At an estimated cost of between $800 million and $1.5 billion annually, the replacement of missing reusable packaging and pallets remains a nagging issue for the United States. Companies have assigned project managers, sent out memos, trained frontline staff, hung posters on the wall and incorporated various forms of asset recordkeeping to determine how many containers went to which location. Yet for the most part, the leakage continues.
Too often, we merely manage around the problem. We may budget for an annual container replacement amount that significantly exceeds the predicted end of life replacement requirement. Some companies even plan for the expedited transportation needed to reposition reusable packaging on an emergency basis, or for the purchase of corrugate boxes or recycled pallets to fill the void when the empty assets do not return as anticipated. In other words, we often budget to ease the inefficiencies caused by container loss, rather than getting at the root issue.
Here are four quick thoughts toward getting your reusable packaging system under control.

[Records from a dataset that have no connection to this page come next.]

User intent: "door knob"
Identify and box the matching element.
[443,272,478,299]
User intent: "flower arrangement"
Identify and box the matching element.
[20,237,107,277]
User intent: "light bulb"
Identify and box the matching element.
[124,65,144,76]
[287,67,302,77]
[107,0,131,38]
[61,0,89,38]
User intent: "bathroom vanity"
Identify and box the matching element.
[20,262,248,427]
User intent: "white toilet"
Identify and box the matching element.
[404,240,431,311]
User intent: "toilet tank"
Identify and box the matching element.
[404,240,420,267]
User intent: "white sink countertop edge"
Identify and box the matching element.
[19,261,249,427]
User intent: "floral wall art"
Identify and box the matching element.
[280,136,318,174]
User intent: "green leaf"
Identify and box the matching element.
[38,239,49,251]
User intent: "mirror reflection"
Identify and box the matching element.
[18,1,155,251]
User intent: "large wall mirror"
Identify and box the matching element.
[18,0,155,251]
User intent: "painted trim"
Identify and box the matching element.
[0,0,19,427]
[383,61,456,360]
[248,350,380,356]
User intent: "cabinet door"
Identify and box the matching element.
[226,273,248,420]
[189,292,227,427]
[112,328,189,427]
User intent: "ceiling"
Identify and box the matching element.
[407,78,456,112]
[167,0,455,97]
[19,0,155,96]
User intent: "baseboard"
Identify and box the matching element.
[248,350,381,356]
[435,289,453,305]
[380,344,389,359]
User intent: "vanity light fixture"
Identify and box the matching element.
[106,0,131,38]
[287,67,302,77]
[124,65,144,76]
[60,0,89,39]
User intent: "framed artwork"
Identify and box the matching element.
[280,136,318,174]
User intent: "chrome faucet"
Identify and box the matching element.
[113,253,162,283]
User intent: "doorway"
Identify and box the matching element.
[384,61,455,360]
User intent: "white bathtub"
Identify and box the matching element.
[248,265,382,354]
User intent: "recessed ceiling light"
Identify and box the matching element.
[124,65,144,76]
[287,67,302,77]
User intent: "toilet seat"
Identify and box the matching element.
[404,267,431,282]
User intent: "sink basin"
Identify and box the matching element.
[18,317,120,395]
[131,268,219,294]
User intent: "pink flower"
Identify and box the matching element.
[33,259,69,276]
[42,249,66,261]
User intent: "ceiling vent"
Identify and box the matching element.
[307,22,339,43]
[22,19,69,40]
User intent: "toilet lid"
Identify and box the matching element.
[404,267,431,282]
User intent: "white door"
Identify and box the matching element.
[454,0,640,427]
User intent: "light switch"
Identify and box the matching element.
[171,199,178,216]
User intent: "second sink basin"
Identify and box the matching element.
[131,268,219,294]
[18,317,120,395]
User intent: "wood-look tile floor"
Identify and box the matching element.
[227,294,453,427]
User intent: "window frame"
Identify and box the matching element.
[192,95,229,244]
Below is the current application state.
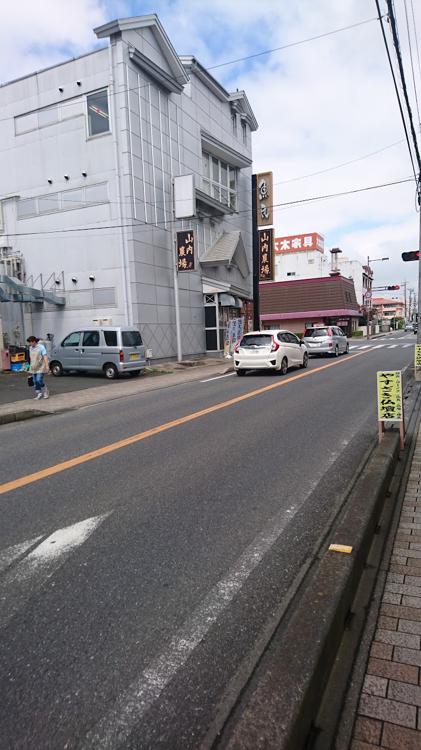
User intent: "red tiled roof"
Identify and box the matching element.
[259,276,359,320]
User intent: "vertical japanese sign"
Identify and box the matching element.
[259,229,273,281]
[256,172,273,227]
[377,370,403,422]
[177,229,194,271]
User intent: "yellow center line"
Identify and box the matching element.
[0,347,373,495]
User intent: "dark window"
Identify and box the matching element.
[83,331,99,346]
[206,331,218,352]
[305,328,330,339]
[104,331,117,346]
[240,335,272,347]
[121,331,142,346]
[86,89,110,135]
[205,307,216,328]
[61,331,80,346]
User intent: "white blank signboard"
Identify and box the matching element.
[174,174,196,219]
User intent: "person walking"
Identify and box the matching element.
[26,336,50,399]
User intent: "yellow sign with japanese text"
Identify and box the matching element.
[377,370,403,422]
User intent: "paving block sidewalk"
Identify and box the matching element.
[351,428,421,750]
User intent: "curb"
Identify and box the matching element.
[216,432,399,750]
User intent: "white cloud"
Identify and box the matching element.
[0,0,108,82]
[0,0,421,292]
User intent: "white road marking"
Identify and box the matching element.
[0,513,110,627]
[0,536,42,573]
[81,506,298,750]
[200,372,235,383]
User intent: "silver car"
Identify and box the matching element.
[50,326,146,380]
[303,326,349,357]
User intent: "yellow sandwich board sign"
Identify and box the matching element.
[377,370,403,422]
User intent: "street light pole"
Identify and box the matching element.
[367,256,389,340]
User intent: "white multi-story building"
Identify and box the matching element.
[0,15,257,357]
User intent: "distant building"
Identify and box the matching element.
[259,275,360,336]
[275,232,373,307]
[0,14,257,357]
[373,297,405,320]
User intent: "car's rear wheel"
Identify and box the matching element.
[50,361,63,378]
[279,357,288,375]
[103,362,118,380]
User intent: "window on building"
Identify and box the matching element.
[202,152,238,211]
[86,89,110,136]
[18,198,38,219]
[17,182,108,219]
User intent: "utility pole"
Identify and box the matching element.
[251,174,260,331]
[401,281,408,320]
[415,194,421,380]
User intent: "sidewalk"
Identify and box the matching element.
[0,358,233,426]
[351,427,421,750]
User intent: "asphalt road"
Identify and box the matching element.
[0,333,415,750]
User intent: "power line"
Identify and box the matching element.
[274,138,405,186]
[404,0,421,127]
[411,0,421,127]
[4,177,412,237]
[207,18,377,70]
[374,0,417,182]
[386,0,421,172]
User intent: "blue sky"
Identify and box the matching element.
[0,0,421,294]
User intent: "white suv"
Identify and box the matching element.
[234,329,308,375]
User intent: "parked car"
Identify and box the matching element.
[234,329,308,376]
[303,326,349,357]
[50,326,146,380]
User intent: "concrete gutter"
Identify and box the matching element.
[215,432,399,750]
[0,360,234,425]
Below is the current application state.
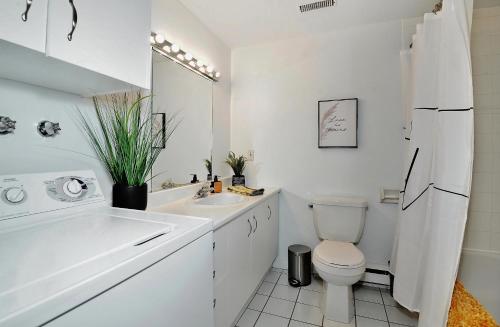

If executives want employees to manage reusables as if they matter, they must consistently lead by example. When reusables are stored in unsecured locations, or if they are not picked up on a regular basis, they start taking over the store’s back room. In a production pinch, employees may be directed or allowed to use the wrong packaging for the wrong customer. Such actions send a clear message that packaging assets are a secondary concern.
Another way to inadvertently send a message that packaging doesn’t matter is by failing to remove poor condition assets from the system for refurbishment or replacement. When employees are frustrated by container damage or unsanitary conditions, they may be less motivated to safeguard them from loss. What better way to create the need for fresh, new replacements than recycling old ones?
You may not own the containers, but they make your supply chain efficient. It is essential to manage them from a holistic perspective and not look at them as a windfall opportunity for your company in avoiding the cost of purchasing containers for an application. If we allow trading partner’s containers to be used for non-designated purposes such as storage or shipment, the result will be heightened replacement costs that negatively impact trading relationship.
The management of returnable containers and pallets is hard enough even in a straightforward loop such as a production plant to the retailer. As supply chains get more complex with multiple trading partners, reusable assets are increasingly more challenging to manage effectively to prevent loss.
That’s when a switch from an ownership model to a pooling approach can help. IFCO’s RPC pooling model eliminates the headaches of asset management for producers, logistics providers, and retailers alike. It allows the entire fresh supply chain to benefit from its high quality, standardized containers mutually.
Preventing reusable container and pallet loss isn’t impossible–but it requires action. A significant first step is to manage those assets like they matter.